Repurposing Metal‐Based Therapeutics for Human Metapneumovirus (HMPV): An Integrative Computational Approach

Human metapneumovirus (HMPV) is a respiratory pathogen of global concern, particularly affecting infants, the elderly, and immunocompromised individuals. Despite its prevalence, no targeted antiviral therapies are currently approved. In this study, we employed a structure-guided computational strategy to repurpose clinically approved metal-based drugs as potential HMPV inhibitors. A curated chemical library was screened against the HMPV fusion protein (PDB ID: 5WB0) using high-accuracy molecular docking, followed by molecular dynamics (MD) simulations (2000 ns), binding free energy calculations, and pharmacophore modeling. Top-ranked compounds—Auranofin, silver sulfadiazine, and gallium nitrate—exhibited superior binding affinities (ΔG_binding: −68.5 to −62.7 kcal/mol), stable protein–ligand complexes (RMSD: 2.1–2.4 Å), and consistent interaction profiles when benchmarked against known antivirals ribavirin and favipiravir.
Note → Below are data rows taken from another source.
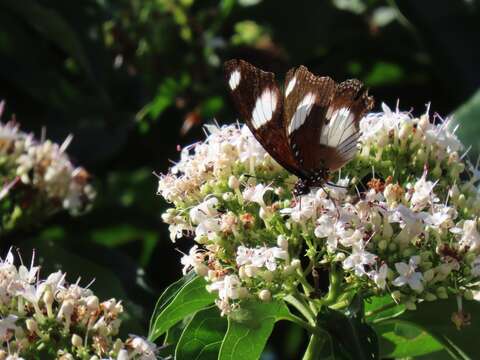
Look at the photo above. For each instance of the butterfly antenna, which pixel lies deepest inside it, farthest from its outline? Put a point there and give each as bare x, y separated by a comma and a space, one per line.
331, 199
336, 185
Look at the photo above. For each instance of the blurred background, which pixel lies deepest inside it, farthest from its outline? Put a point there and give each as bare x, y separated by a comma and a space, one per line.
132, 79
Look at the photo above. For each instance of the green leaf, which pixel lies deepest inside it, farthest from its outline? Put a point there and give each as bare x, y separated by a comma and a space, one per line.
352, 337
379, 308
202, 337
467, 117
187, 299
402, 339
248, 333
435, 318
167, 296
52, 26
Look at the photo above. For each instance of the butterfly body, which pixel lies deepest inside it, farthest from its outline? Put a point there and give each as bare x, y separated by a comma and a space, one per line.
311, 129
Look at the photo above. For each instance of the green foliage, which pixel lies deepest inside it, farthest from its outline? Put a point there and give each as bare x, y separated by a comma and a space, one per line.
177, 303
125, 76
203, 336
466, 117
246, 337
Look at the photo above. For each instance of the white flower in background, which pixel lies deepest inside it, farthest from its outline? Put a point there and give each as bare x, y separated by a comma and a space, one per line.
380, 277
45, 167
141, 348
74, 316
376, 226
423, 193
332, 231
204, 211
228, 288
358, 259
256, 194
476, 266
7, 323
470, 236
261, 257
193, 260
411, 222
408, 275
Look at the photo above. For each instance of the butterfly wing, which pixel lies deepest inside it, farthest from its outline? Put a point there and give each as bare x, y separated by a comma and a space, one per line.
260, 104
322, 119
307, 98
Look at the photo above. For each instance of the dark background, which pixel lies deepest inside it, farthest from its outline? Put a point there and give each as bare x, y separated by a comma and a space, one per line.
132, 79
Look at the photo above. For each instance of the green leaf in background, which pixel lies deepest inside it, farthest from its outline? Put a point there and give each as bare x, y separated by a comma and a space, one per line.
190, 297
246, 338
468, 116
399, 340
203, 336
52, 26
352, 338
381, 308
167, 296
435, 318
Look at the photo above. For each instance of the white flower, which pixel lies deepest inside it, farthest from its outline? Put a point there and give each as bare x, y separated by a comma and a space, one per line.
358, 259
380, 276
7, 323
408, 275
423, 193
192, 260
256, 194
204, 211
228, 288
142, 347
261, 257
476, 266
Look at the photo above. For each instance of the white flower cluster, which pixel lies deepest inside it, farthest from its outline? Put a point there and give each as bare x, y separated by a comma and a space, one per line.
59, 320
44, 168
402, 217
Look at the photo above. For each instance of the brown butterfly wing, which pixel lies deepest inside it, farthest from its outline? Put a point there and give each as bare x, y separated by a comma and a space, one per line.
341, 130
260, 104
307, 98
322, 119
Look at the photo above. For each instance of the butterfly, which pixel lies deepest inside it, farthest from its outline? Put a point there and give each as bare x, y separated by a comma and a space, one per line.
311, 128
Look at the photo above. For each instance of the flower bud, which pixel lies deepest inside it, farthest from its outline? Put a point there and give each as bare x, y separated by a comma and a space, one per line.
242, 292
92, 303
428, 275
201, 269
382, 245
340, 257
442, 293
48, 299
233, 183
282, 242
265, 295
392, 247
396, 295
468, 295
267, 275
228, 196
76, 340
410, 305
32, 325
123, 355
251, 270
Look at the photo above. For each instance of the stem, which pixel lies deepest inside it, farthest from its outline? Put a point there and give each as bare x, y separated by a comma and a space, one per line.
315, 346
334, 290
380, 309
301, 307
300, 322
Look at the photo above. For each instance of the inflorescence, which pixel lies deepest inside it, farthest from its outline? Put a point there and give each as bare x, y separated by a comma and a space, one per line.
401, 220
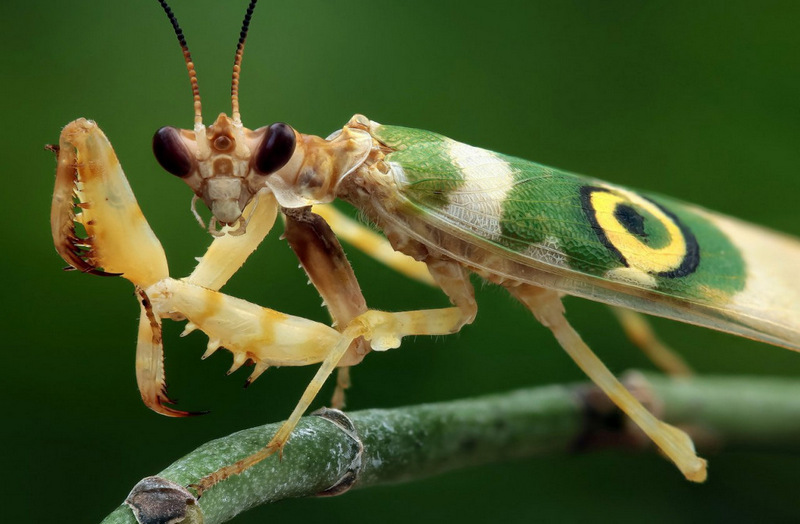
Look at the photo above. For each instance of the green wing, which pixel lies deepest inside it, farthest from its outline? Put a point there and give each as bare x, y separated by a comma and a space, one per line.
593, 239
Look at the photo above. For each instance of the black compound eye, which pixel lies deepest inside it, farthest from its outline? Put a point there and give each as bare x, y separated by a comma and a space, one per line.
171, 152
275, 149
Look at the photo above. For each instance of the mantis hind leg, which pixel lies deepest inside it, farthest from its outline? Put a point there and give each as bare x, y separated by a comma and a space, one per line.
547, 308
640, 332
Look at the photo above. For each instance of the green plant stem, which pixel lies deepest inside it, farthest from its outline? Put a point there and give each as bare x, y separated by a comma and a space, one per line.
414, 442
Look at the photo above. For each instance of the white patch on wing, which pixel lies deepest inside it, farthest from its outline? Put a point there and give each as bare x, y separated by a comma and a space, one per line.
477, 205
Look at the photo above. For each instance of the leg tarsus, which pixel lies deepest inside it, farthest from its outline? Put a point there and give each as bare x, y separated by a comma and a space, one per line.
675, 444
342, 385
384, 330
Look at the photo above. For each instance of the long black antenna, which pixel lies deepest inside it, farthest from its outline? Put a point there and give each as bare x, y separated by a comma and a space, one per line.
198, 114
237, 63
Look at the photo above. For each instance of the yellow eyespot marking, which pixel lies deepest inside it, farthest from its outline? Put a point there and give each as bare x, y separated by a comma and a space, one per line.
644, 236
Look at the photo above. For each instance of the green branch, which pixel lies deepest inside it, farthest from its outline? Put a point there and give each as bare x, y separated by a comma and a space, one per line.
419, 441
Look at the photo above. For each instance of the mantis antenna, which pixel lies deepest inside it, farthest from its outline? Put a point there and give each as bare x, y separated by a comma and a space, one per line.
237, 64
198, 114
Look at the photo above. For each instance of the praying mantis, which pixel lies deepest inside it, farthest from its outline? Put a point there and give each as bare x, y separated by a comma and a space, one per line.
437, 217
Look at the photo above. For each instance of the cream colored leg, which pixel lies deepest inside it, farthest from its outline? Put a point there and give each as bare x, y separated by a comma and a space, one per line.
639, 331
227, 253
547, 308
384, 331
373, 244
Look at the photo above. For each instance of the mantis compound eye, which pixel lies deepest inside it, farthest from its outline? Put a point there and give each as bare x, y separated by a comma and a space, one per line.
275, 149
171, 152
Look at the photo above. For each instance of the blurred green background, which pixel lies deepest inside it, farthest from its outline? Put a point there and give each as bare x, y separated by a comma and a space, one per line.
698, 100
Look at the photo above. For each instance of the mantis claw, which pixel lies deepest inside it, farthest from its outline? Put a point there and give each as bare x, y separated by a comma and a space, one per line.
96, 223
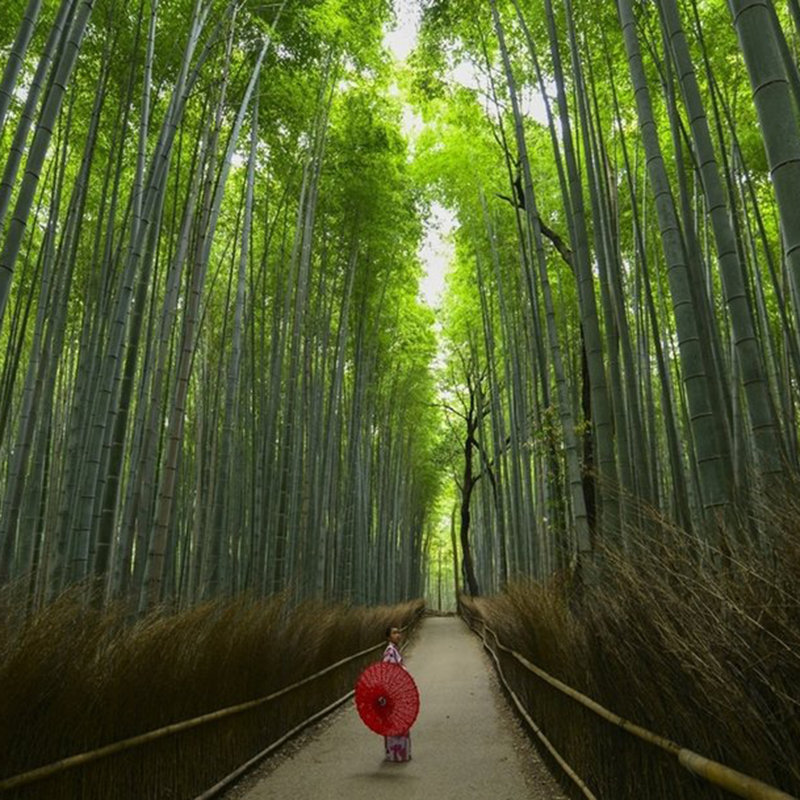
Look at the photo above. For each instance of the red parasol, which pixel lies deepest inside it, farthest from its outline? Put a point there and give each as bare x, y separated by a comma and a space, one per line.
387, 699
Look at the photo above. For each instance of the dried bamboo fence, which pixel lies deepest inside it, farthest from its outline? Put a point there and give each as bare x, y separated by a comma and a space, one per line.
178, 760
712, 772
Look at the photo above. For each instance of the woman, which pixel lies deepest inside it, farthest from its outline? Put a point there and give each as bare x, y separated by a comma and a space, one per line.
398, 748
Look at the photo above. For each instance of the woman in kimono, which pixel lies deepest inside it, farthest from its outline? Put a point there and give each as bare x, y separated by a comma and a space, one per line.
398, 748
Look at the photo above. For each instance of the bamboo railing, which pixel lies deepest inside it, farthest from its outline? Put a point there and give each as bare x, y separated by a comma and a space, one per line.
713, 772
82, 759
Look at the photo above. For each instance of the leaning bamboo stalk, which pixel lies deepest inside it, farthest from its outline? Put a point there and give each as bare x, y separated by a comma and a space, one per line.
81, 759
712, 771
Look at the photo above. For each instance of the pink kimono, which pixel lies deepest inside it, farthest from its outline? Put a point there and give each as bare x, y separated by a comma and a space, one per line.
398, 748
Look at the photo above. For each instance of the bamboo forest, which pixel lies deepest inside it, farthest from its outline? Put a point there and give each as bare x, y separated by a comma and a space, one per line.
319, 315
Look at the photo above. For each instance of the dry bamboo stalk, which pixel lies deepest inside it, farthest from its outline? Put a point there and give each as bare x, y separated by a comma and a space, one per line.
48, 770
706, 768
231, 777
587, 792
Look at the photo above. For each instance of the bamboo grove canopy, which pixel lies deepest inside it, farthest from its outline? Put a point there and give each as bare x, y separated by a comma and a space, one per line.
217, 372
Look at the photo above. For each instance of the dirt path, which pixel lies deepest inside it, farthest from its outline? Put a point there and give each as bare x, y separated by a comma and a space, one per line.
466, 744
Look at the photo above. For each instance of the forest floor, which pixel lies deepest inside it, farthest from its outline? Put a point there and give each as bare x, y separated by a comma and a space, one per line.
466, 743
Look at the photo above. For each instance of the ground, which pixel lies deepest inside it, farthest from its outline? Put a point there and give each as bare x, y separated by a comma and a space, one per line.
466, 743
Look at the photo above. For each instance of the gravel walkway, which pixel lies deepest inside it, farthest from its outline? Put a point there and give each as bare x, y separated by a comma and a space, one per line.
466, 743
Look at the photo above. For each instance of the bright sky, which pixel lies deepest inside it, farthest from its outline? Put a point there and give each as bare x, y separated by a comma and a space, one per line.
436, 250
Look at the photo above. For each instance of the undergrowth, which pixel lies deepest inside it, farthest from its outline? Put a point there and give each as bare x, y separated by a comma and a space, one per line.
696, 645
73, 679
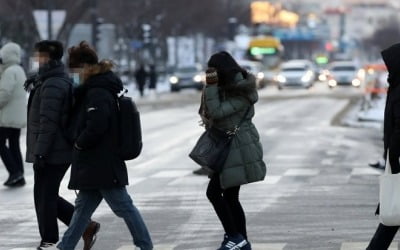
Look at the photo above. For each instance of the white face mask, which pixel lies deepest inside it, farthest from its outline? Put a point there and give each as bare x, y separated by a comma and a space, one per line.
76, 79
34, 64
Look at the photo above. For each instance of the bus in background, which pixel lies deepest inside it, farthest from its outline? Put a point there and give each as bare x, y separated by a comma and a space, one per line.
269, 51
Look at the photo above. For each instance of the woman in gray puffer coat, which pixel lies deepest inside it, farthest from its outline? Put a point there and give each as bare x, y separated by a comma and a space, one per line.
12, 113
230, 95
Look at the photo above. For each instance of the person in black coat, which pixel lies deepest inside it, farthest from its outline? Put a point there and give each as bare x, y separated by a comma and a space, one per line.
47, 145
97, 170
391, 56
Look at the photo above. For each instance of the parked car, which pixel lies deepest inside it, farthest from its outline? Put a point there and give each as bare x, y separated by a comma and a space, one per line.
187, 77
345, 73
257, 69
296, 73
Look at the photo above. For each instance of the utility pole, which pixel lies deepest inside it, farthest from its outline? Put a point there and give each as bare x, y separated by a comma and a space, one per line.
94, 14
49, 19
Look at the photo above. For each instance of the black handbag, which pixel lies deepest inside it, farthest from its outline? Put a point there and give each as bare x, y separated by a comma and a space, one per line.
212, 148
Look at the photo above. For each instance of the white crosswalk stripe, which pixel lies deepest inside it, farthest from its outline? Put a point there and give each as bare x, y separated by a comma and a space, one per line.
363, 245
255, 246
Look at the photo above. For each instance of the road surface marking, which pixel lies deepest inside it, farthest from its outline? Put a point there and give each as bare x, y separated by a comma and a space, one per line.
301, 172
363, 245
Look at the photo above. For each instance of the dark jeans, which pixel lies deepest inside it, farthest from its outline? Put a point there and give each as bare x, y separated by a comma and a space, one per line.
227, 206
120, 203
384, 235
48, 204
11, 155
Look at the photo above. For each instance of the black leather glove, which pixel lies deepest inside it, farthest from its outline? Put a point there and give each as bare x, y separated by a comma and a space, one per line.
39, 163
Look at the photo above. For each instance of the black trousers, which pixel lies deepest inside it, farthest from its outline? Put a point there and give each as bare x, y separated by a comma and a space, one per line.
11, 154
48, 204
384, 235
227, 206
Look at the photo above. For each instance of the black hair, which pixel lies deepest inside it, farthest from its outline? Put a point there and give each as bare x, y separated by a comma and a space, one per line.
81, 54
226, 66
54, 49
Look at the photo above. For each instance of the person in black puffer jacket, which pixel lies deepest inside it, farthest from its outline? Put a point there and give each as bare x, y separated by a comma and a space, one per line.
48, 147
384, 235
97, 170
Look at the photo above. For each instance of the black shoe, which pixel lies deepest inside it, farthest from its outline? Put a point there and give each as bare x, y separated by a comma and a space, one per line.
45, 245
90, 235
200, 171
15, 181
377, 165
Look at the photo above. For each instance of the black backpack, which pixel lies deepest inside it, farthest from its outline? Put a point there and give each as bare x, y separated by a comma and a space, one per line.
130, 131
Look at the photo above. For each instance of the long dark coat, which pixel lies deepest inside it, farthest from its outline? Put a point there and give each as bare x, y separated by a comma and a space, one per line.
391, 57
96, 164
48, 110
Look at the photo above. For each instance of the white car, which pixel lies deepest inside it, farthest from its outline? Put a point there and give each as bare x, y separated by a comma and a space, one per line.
296, 73
188, 77
345, 73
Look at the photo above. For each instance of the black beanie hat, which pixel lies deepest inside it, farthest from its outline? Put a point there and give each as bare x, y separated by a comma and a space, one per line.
54, 49
82, 54
226, 67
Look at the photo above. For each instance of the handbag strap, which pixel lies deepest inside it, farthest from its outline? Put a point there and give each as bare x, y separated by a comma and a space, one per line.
237, 128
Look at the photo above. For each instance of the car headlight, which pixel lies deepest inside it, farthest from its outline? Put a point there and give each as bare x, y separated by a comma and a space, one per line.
197, 78
356, 82
173, 79
322, 77
332, 83
307, 77
281, 79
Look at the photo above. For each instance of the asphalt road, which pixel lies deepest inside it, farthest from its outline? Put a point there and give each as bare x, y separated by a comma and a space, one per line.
319, 192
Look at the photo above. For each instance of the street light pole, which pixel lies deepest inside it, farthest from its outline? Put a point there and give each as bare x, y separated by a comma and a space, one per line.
49, 19
94, 23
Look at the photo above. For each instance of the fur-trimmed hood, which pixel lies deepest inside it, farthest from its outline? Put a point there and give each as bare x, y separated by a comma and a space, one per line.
244, 86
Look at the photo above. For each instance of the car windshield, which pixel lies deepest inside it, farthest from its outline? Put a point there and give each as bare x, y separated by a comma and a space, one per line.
343, 68
293, 69
187, 70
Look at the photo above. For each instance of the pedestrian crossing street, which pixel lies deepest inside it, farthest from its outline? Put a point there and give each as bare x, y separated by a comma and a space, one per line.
182, 184
255, 246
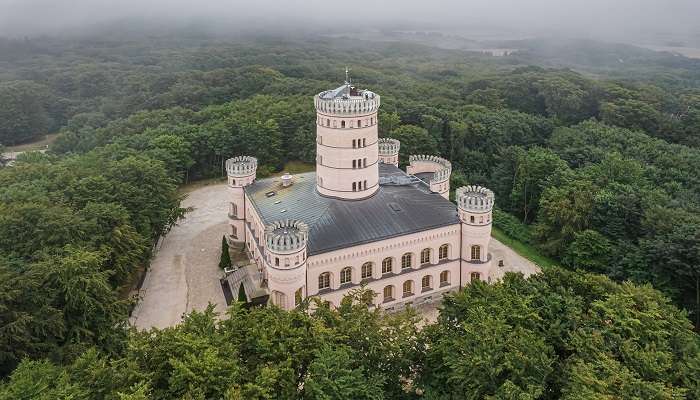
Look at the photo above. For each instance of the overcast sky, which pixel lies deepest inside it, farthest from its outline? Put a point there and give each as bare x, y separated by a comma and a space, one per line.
585, 18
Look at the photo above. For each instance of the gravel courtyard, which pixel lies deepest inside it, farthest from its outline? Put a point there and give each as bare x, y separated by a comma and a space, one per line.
184, 274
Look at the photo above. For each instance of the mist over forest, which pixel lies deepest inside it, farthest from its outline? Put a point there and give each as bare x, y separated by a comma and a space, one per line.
582, 117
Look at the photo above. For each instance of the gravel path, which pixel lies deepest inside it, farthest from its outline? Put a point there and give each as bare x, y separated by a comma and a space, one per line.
184, 274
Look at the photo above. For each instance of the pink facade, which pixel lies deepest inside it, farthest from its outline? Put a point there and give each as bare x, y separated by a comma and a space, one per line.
409, 268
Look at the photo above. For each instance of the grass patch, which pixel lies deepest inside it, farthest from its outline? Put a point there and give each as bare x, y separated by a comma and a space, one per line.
39, 144
523, 249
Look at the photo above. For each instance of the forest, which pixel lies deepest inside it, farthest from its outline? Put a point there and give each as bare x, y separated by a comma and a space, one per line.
593, 165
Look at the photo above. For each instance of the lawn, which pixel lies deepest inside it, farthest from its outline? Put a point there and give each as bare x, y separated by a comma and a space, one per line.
523, 249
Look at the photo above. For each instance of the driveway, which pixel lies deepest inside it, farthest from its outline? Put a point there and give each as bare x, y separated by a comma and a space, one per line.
184, 273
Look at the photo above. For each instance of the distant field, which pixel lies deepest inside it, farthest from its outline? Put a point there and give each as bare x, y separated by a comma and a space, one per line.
37, 145
690, 52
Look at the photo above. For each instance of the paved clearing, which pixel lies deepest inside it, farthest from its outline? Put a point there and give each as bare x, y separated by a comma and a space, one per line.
184, 274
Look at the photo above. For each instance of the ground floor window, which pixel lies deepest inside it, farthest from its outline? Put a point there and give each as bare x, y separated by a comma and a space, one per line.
444, 278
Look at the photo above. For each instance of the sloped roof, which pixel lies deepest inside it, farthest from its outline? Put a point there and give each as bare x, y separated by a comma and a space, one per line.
401, 206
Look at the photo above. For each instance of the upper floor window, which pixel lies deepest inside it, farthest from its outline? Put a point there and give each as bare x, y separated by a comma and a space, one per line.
324, 280
388, 293
367, 270
425, 256
387, 265
426, 282
444, 278
476, 252
406, 261
442, 252
408, 288
298, 296
346, 275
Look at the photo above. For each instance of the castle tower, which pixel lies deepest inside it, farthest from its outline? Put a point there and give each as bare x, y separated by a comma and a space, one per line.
475, 205
389, 151
347, 151
440, 169
241, 172
285, 262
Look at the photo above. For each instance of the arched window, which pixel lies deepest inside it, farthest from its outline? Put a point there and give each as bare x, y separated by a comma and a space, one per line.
425, 256
444, 278
298, 297
346, 275
442, 252
476, 252
366, 270
388, 293
406, 261
278, 299
387, 265
324, 280
426, 283
408, 288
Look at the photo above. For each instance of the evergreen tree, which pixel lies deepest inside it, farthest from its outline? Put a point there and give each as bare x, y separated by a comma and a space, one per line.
225, 261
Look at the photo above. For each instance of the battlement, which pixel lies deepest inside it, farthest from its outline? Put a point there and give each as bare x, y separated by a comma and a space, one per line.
347, 101
241, 166
286, 236
475, 198
441, 168
389, 147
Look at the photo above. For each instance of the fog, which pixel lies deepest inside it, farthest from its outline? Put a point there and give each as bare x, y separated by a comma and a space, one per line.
623, 20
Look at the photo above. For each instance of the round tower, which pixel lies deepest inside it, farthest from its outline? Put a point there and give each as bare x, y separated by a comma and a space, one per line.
347, 150
475, 206
440, 169
285, 262
241, 172
389, 151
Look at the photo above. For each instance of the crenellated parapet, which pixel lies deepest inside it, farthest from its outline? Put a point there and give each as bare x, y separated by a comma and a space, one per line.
241, 166
389, 151
473, 198
347, 101
440, 168
286, 236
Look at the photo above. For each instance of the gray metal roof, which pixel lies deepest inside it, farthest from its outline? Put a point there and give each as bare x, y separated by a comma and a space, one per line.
401, 206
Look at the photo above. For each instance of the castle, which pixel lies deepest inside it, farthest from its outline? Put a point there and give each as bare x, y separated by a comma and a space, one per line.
358, 219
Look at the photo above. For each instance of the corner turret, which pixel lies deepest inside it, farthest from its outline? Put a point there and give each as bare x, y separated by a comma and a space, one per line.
475, 206
241, 172
285, 262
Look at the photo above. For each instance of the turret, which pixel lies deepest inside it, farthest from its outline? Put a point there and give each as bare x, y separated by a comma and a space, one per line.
285, 262
440, 169
475, 205
241, 172
347, 151
389, 151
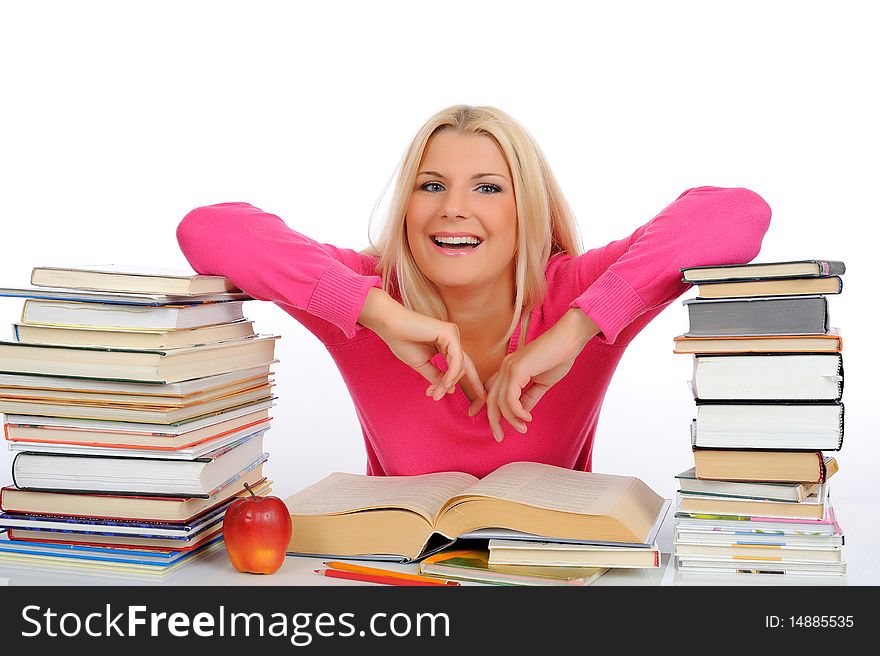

Quantum chemical descriptors derived from density functional theory (DFT) and molecular electrostatic potential (MESP) mapping confirmed their favorable electronic properties, including optimal HOMO–LUMO gaps and total energy stability. Furthermore, ADMET predictions revealed acceptable oral bioavailability, low predicted toxicity, and renal clearance profiles, though known risks such as gallium accumulation were acknowledged. This integrative study highlights the potential of repurposed metallodrugs as novel anti-HMPV agents, offering a rational and cost-effective path toward therapeutic advancement.